To his credit, my husband points out all the time that I am the heart of our family, that I make our house a home (otherwise, our "home" would be a recliner, a TV, and a lot of takeout), that our family is what it is because of me. The traditions we share, the friends we make, the memories we cherish - don't they usually start with us, ladies? Not to minimize my husband's contributions, which go far beyond financial support and killing spiders, mommies provide something essential to the family - the nurturing quality that prompts little girls to pick up and cuddle a baby doll while little boys are busy bashing their cars into a wall.
So back to my original question: Why do some women feel the need to obtain "permission" from their husbands?" My guess is that it's because they don't feel valued, or valuable, at home. Maybe their husbands don't tell them often enough how much they appreciate all that they do. Maybe they feel that money equals power, that the breadwinner gets to make all the decisions for the family, that their contributions to the family have less value because there's no monetary amount assigned to them. (And thank goodness for that; studies show that the work done by the average mom would cost well over $80,000 a year!

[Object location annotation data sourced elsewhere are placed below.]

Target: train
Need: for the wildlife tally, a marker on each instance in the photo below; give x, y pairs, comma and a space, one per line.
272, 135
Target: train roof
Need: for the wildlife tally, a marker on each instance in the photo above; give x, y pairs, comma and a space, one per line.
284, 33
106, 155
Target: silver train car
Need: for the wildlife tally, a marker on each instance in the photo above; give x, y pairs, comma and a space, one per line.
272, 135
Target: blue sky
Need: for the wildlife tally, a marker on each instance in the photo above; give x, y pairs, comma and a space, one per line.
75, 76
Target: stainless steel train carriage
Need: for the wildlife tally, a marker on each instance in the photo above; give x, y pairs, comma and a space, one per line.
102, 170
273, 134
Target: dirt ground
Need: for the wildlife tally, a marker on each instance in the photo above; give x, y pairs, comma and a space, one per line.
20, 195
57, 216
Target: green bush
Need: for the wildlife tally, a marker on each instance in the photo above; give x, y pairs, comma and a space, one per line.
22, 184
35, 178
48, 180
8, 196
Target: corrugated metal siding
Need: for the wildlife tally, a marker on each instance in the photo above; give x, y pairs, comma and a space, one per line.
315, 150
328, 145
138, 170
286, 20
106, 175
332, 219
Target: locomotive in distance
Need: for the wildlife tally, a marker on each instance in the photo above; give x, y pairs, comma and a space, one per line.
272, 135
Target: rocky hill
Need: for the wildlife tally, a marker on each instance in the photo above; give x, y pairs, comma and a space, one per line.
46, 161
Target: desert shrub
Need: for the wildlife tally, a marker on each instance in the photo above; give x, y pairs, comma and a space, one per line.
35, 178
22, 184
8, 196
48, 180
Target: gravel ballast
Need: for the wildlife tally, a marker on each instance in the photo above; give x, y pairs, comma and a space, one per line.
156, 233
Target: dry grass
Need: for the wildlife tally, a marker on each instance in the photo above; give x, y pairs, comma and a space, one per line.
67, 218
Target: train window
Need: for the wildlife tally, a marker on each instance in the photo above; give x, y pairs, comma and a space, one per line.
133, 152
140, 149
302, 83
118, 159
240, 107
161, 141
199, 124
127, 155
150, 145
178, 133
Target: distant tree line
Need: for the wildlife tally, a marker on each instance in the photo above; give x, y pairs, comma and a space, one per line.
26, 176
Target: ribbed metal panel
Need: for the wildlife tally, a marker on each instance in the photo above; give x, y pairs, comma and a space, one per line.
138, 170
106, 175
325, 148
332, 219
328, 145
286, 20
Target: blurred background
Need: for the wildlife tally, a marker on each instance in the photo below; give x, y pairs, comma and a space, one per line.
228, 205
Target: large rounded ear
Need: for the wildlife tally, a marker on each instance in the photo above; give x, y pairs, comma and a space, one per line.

But I disagree. There is no price we can put on raising our kids. Forget all that nonsense about society not valuing the contributions of moms. We have to value our work ourselves! What we do is important, to our kids, to our husbands, to ourselves. We need to take pride in our work, just as we did when that work came with a paycheck. How many times have your kids walked right past their dad to ask YOU a question? And who do they cry for when they get hurt, scared, or sick? Yep. That's right. They want Mommy. Ask any child, "Who's in charge at your house?" They'll all say, "My mom."
Slacker Mom Says ... when you get right down to it, we moms rule the world. Motherhood is power. Whether we work or stay home, moms do the bulk of childcare, housework, and decision-making for most American families. We determine how our kids are raised, what they learn about life, how they learn to cope with adversity. We give them roots and wings. Whether we work or stay home, we exert considerable influence over an entire generation of Americans.
We are raising the next generation, the ones who will, with luck, find a cure for cancer, solve the world's energy crisis, and fight for freedom and equality. We are moms; we are the world. Embrace the power.